Ethyl 3,6-di-O-benzyl-2-deoxy-2-[(2,2,2-trichloroacetyl)amino]-4-O-(9-fluorenylmethoxycarbonyl)-1-thio-β-D-glucopyranoside

Ethyl 3,6-di-O-benzyl-2-deoxy-2-[(2,2,2-trichloroacetyl)amino]-4-O-(9-fluorenylmethoxycarbonyl)-1-thio-β-D-glucopyranoside

Ethyl 3,6-di-O-benzyl-2-deoxy-2-[(2,2,2-trichloroacetyl)amino]-4-O-(9-fluorenylmethoxycarbonyl)-1-thio-β-D-glucopyranoside is a synthetic thioglycoside derivative designed for advanced carbohydrate chemistry applications.

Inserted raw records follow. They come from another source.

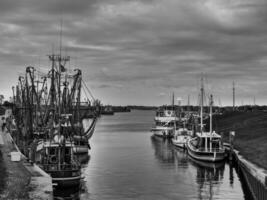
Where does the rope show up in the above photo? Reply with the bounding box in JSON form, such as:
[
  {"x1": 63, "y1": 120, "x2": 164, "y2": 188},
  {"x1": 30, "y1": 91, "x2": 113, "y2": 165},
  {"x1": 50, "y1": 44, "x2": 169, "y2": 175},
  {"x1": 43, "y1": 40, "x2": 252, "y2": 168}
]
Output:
[{"x1": 81, "y1": 79, "x2": 95, "y2": 101}]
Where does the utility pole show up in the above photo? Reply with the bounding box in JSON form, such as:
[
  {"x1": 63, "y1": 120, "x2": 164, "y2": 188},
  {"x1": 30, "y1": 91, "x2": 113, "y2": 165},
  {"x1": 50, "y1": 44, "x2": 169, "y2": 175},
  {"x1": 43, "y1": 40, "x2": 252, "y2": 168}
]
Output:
[
  {"x1": 233, "y1": 81, "x2": 235, "y2": 111},
  {"x1": 187, "y1": 95, "x2": 190, "y2": 106},
  {"x1": 187, "y1": 94, "x2": 190, "y2": 111}
]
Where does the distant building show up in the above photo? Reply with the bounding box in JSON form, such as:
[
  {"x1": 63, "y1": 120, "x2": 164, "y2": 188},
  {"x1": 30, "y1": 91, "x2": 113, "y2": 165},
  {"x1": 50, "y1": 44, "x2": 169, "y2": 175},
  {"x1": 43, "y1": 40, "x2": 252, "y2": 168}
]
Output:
[{"x1": 0, "y1": 106, "x2": 12, "y2": 125}]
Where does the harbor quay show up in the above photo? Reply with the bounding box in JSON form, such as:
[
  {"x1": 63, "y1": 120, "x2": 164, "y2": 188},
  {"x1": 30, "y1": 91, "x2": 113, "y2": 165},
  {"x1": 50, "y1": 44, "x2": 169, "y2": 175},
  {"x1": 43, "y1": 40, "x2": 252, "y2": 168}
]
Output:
[{"x1": 0, "y1": 128, "x2": 52, "y2": 200}]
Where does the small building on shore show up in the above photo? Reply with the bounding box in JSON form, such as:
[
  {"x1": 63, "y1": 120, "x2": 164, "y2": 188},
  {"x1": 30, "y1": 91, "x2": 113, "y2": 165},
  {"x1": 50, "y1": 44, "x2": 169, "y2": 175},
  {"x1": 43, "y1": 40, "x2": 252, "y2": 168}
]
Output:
[{"x1": 0, "y1": 106, "x2": 12, "y2": 125}]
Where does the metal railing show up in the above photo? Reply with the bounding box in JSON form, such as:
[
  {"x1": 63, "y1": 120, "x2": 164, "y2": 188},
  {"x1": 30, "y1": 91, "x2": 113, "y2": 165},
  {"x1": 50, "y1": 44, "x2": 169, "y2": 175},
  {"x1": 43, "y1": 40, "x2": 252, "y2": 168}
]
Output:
[
  {"x1": 42, "y1": 163, "x2": 80, "y2": 171},
  {"x1": 191, "y1": 146, "x2": 225, "y2": 153}
]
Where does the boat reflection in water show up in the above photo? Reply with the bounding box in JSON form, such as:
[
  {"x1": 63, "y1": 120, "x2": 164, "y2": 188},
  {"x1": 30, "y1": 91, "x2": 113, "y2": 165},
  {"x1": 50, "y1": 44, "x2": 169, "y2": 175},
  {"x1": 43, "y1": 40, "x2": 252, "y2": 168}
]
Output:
[
  {"x1": 150, "y1": 135, "x2": 175, "y2": 164},
  {"x1": 53, "y1": 185, "x2": 81, "y2": 200},
  {"x1": 53, "y1": 111, "x2": 249, "y2": 199},
  {"x1": 150, "y1": 134, "x2": 249, "y2": 200},
  {"x1": 173, "y1": 147, "x2": 189, "y2": 169},
  {"x1": 188, "y1": 157, "x2": 226, "y2": 200}
]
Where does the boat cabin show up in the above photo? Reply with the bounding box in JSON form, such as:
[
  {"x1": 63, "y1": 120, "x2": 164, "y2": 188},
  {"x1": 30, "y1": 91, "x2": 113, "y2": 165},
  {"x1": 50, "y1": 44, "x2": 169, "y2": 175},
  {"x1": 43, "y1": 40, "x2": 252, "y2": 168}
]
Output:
[{"x1": 192, "y1": 132, "x2": 223, "y2": 152}]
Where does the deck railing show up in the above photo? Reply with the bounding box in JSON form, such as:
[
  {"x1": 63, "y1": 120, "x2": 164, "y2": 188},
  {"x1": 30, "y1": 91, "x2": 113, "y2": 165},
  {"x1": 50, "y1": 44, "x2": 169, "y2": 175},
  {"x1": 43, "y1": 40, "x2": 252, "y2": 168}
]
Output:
[
  {"x1": 42, "y1": 163, "x2": 80, "y2": 171},
  {"x1": 191, "y1": 146, "x2": 225, "y2": 153}
]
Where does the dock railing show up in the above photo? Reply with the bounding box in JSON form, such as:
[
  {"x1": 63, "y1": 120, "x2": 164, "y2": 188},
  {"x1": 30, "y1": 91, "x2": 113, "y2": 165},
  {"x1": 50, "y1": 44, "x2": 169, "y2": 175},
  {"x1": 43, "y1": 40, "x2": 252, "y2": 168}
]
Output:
[
  {"x1": 42, "y1": 163, "x2": 80, "y2": 172},
  {"x1": 235, "y1": 150, "x2": 267, "y2": 200}
]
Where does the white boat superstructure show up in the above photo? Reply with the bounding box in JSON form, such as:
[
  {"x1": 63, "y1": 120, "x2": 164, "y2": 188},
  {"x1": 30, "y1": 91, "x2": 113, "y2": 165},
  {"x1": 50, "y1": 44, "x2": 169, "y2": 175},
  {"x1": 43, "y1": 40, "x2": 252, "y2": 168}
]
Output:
[
  {"x1": 172, "y1": 128, "x2": 193, "y2": 149},
  {"x1": 187, "y1": 131, "x2": 226, "y2": 162},
  {"x1": 154, "y1": 109, "x2": 178, "y2": 122},
  {"x1": 151, "y1": 106, "x2": 179, "y2": 138}
]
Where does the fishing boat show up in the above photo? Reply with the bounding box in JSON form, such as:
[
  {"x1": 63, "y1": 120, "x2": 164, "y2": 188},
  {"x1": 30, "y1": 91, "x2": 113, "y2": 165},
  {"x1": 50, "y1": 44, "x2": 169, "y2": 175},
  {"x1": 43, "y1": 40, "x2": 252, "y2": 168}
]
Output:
[
  {"x1": 60, "y1": 68, "x2": 98, "y2": 155},
  {"x1": 186, "y1": 77, "x2": 226, "y2": 162},
  {"x1": 151, "y1": 94, "x2": 179, "y2": 138},
  {"x1": 35, "y1": 139, "x2": 81, "y2": 187},
  {"x1": 172, "y1": 127, "x2": 193, "y2": 149},
  {"x1": 12, "y1": 54, "x2": 97, "y2": 187}
]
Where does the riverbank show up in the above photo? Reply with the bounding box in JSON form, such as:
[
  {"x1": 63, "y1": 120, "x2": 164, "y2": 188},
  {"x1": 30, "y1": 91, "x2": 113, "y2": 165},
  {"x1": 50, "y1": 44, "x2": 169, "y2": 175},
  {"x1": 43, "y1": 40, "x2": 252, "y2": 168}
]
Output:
[
  {"x1": 212, "y1": 110, "x2": 267, "y2": 170},
  {"x1": 0, "y1": 130, "x2": 52, "y2": 200}
]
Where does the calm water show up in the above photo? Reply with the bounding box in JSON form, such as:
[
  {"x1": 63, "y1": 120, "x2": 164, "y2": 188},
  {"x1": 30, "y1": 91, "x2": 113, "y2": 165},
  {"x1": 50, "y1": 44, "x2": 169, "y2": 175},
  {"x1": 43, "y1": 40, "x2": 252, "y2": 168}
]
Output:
[{"x1": 56, "y1": 110, "x2": 250, "y2": 200}]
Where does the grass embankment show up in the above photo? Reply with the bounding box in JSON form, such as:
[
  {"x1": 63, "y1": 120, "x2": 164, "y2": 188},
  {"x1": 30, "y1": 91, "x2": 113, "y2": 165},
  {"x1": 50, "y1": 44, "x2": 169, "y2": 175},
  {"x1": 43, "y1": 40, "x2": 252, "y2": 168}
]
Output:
[{"x1": 212, "y1": 110, "x2": 267, "y2": 170}]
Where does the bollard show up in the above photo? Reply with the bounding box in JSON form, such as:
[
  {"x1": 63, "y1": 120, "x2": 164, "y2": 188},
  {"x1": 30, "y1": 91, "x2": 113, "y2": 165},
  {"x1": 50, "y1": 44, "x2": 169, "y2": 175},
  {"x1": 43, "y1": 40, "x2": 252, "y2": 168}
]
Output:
[{"x1": 229, "y1": 131, "x2": 235, "y2": 161}]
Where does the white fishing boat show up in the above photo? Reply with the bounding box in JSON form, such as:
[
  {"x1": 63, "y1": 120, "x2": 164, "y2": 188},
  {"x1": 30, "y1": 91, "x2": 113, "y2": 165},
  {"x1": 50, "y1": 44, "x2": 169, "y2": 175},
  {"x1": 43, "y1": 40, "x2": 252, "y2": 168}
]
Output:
[
  {"x1": 151, "y1": 106, "x2": 178, "y2": 138},
  {"x1": 172, "y1": 128, "x2": 193, "y2": 149},
  {"x1": 186, "y1": 77, "x2": 226, "y2": 162},
  {"x1": 151, "y1": 93, "x2": 180, "y2": 138},
  {"x1": 187, "y1": 131, "x2": 226, "y2": 162}
]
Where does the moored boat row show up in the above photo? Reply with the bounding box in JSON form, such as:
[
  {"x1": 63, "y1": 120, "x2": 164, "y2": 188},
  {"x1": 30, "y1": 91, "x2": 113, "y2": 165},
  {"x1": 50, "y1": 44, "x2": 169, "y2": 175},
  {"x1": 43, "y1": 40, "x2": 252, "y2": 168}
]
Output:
[
  {"x1": 10, "y1": 54, "x2": 99, "y2": 188},
  {"x1": 151, "y1": 76, "x2": 226, "y2": 163}
]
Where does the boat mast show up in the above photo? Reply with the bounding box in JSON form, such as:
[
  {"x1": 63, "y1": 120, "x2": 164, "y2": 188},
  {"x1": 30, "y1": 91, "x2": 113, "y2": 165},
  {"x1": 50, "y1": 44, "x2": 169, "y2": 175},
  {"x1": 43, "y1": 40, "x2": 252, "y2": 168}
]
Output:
[
  {"x1": 209, "y1": 94, "x2": 213, "y2": 134},
  {"x1": 172, "y1": 92, "x2": 174, "y2": 109},
  {"x1": 187, "y1": 94, "x2": 190, "y2": 111},
  {"x1": 209, "y1": 94, "x2": 213, "y2": 152}
]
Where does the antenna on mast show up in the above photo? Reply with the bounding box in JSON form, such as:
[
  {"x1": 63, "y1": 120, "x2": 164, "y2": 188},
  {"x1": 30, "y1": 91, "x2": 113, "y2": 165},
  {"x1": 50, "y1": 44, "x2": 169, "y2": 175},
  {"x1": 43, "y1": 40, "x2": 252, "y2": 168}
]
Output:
[
  {"x1": 59, "y1": 18, "x2": 63, "y2": 57},
  {"x1": 171, "y1": 92, "x2": 175, "y2": 110}
]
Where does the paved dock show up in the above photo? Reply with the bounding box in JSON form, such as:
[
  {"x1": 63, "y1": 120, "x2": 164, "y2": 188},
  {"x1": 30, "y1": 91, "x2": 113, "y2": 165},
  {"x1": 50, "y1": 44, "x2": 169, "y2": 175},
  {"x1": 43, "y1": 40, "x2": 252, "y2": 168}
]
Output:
[
  {"x1": 0, "y1": 133, "x2": 4, "y2": 145},
  {"x1": 0, "y1": 129, "x2": 53, "y2": 200}
]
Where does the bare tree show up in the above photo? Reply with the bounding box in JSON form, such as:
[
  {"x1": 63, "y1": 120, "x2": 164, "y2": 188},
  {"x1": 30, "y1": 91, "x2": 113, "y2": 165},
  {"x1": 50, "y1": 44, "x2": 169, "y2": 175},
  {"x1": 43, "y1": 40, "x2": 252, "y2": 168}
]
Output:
[{"x1": 0, "y1": 95, "x2": 4, "y2": 105}]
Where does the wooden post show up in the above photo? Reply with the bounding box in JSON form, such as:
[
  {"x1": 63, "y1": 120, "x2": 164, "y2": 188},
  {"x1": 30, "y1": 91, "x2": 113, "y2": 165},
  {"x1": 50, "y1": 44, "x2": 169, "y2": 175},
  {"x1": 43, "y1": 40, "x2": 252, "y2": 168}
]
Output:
[
  {"x1": 221, "y1": 132, "x2": 224, "y2": 142},
  {"x1": 229, "y1": 131, "x2": 235, "y2": 161}
]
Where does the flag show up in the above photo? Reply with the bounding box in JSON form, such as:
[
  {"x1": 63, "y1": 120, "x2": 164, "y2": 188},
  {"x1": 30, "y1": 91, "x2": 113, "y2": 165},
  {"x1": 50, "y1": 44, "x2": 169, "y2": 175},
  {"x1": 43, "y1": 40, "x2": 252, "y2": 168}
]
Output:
[{"x1": 60, "y1": 65, "x2": 66, "y2": 72}]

This compound integrates multiple protecting groups to enable controlled reactivity during oligosaccharide synthesis.

Chemical Structure

The molecule is based on a β-D-glucopyranoside scaffold with the following modifications:

• 1-Thioethyl group: Replaces the anomeric oxygen, forming a thioglycoside linkage that enhances stability and serves as a glycosyl donor in synthetic reactions.
• 3,6-di-O-benzyl groups: Permanent benzyl ether protections at positions 3 and 6, providing stability under acidic/basic conditions and enabling selective deprotection later.
• 2-Deoxy-2-trichloroacetamido group: A 2-amino sugar derivative protected by a trichloroacetyl (TCA) group, which is acid-stable and removable via mild hydrolysis (e.g., Zn/AcOH).
• 4-O-Fmoc group: A 9-fluorenylmethoxycarbonyl (Fmoc) carbonate at position 4, acting as a temporary protecting group cleavable under basic conditions (e.g., piperidine).

Key Properties

• Molecular formula: Likely C38H35Cl3NO7S\text{C}_{38}\text{H}_{35}\text{Cl}_3\text{NO}_7\text{S}C38H35Cl3NO7S (estimated from analogous structures).
• Stereochemistry: β-configuration at the anomeric center (C1), critical for mimicking biological glycosylation patterns.
• Role in synthesis:
  • The thioglycoside moiety facilitates activation via thiophilic promoters (e.g., NIS/TfOH) for glycosylation reactions.
  • Benzyl groups ensure regioselective reactivity, while Fmoc allows orthogonal deprotection for sequential glycosylation.
  • Trichloroacetyl protects the amino group during glycosylation steps, preventing side reactions.

Applications

This compound is used in solid-phase oligosaccharide synthesis to build complex glycans. Its design supports iterative coupling cycles, where the Fmoc group is selectively removed to expose the 4-OH for subsequent glycosylation. The TCA group remains intact during these steps, enabling late-stage functionalization of the amino group.

Synthetic Considerations

• Preparation: Likely synthesized via sequential protection:
  1. Benzylation of glucose at positions 3 and 6.
  2. Fmoc protection at position 4.
  3. Trichloroacetylation of the 2-amino group.
  4. Thioglycoside formation at the anomeric position.
• Stability: Stable under standard glycosylation conditions but sensitive to piperidine (Fmoc cleavage) and Zn/AcOH (TCA removal).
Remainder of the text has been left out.